Fotos: Johannes S. – Lebensmittelmagazin.de
Nachts, wenn alles schläft
In der Metzgerei von Andreas Gaßner werden täglich Weißwürste hergestellt. Insgesamt 45 Mitarbeiter, inklusive Büro und Vertrieb, arbeiten für ihn, gegenwärtig haben sie eine Auszubildende. „Um 1 Uhr morgens fangen die Mitarbeiter in der Produktion mit Weißwürsten an, gefolgt von den Wienern, den anderen geräucherten Würstchen und dem Rest“, erklärt er. Im großen Cutter, der mit 130 Litern Volumen Platz für ca. 100 Kilogramm Brät hat, wird als erstes das Fleisch beim Trockenlaufen zusammen mit Salz für drei bis vier Runden geschnitten, damit sich das Eiweiß löst. Dann wird Eisschnee zugeführt. Fleisch kann nämlich ab einer Temperatur von 17 bis 18 Grad keine Emulsion mehr eingehen. Das imposante Messer des Cutters, eine Art Kreissäge, hat stumpfe Spitzen und die Schärfe beginnt erst am Bauch der Klinge. Die Spitzen werden zum Untermischen benötigt. Nach dem Einfüllen der fertigen Masse im Schweinedarm werden die Weißwürste noch 30 Minuten bei 72 Grad im Brühkessel gekocht und anschließend abgeschreckt, um die weiße Farbe zu erhalten.
Fotos: Gaßner Der Metzger & Gastromarkt GmbH / Johannes S. – Lebensmittelmagazin.de
Für eingefleischte Veganer:innen
Nachdem während des Oktoberfestes die Diskussion um die Veggie-Weißwurst entbrannte, kommt diese im Gespräch noch auf den Tisch. Immerhin wird in diesem Zusammenhang die Kabarettistin Monika Gruber aus ihrem Programm zitiert, die dieses neue Lebensmittel als ‚mit Bauschaum gefülltes Kondom‘ in ihrem Programm beschrieb. Auch Andreas Gaßner hat nicht viel für dieses Produkt übrig und stellt auch dessen Sinnhaftigkeit in Frage: „Vegetarischen Gästen serviere ich beispielsweise Frischkäse mit Rucola oder Obatzda zur Brezel als fleischfreie Alternative. Warum sollte ein Vegetarier ein solch typisches Fleischattribut adaptieren?

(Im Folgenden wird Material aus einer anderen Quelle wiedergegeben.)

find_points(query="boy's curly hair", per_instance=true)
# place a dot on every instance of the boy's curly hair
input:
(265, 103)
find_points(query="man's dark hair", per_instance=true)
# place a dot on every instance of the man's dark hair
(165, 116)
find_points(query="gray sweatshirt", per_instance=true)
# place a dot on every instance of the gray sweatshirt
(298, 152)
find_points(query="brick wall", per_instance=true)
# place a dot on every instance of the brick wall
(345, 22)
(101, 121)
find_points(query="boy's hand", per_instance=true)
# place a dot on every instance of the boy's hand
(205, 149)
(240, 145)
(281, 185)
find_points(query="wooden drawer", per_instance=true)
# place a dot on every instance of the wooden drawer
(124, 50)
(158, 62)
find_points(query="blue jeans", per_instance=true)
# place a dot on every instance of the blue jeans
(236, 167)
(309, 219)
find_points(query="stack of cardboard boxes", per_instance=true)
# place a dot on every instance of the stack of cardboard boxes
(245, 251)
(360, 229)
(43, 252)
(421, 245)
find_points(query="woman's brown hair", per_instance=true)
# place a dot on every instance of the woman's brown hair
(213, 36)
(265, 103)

Entschuldigung, das kann man zwar machen, muss ich aber nicht“. Fleisch gehört für den Metzgermeister durchaus zu einer gesunden Ernährung und im Kontext von Milchproduktion und Ackerbau in den natürlichen, landwirtschaftlichen Kreislauf.
Foto: Johannes S. – Lebensmittelmagazin.de
Es ist gar nicht so leicht in München ein Restaurant ausfindig zu machen, dass vegane Weißwurst auf der Karte führt. Aber schließlich im Paulander in der Nähe vom Viktualienmarkt, steht vegane Weißwurst von Greenforce mit Brezel und Bier auf dem Tisch. Erster optischer Eindruck: die Farbe stimmt, aber die Größe ist eher mickrig. Freunde des Zuzelns werden enttäuscht sein, die Wurst wird ohne Darm serviert. Der Geruch ist unspezifisch und erinnert an weißen Miso. Schade, Zitrone und Petersilie wären doch okay. Die Konsistenz erinnert an Surimi, oder besser noch an Fishcake, das man als pinkes Topping von Ramen kennt. Bei der Nachfrage des netten Kellners entpuppt sich dieser als Vegetarier, ihm schmecken die pflanzlichen Würste. Kann es sein, dass zwar der Vergleich zwischen dem Original und der Pflanzen-Alternative hinkt, aber so immerhin alle an dem kulinarisch-kulturellen Genuss, Weißwurst mit Brezel und Weißbier, partizipieren können? Man muss es nicht essen, aber man kann’s.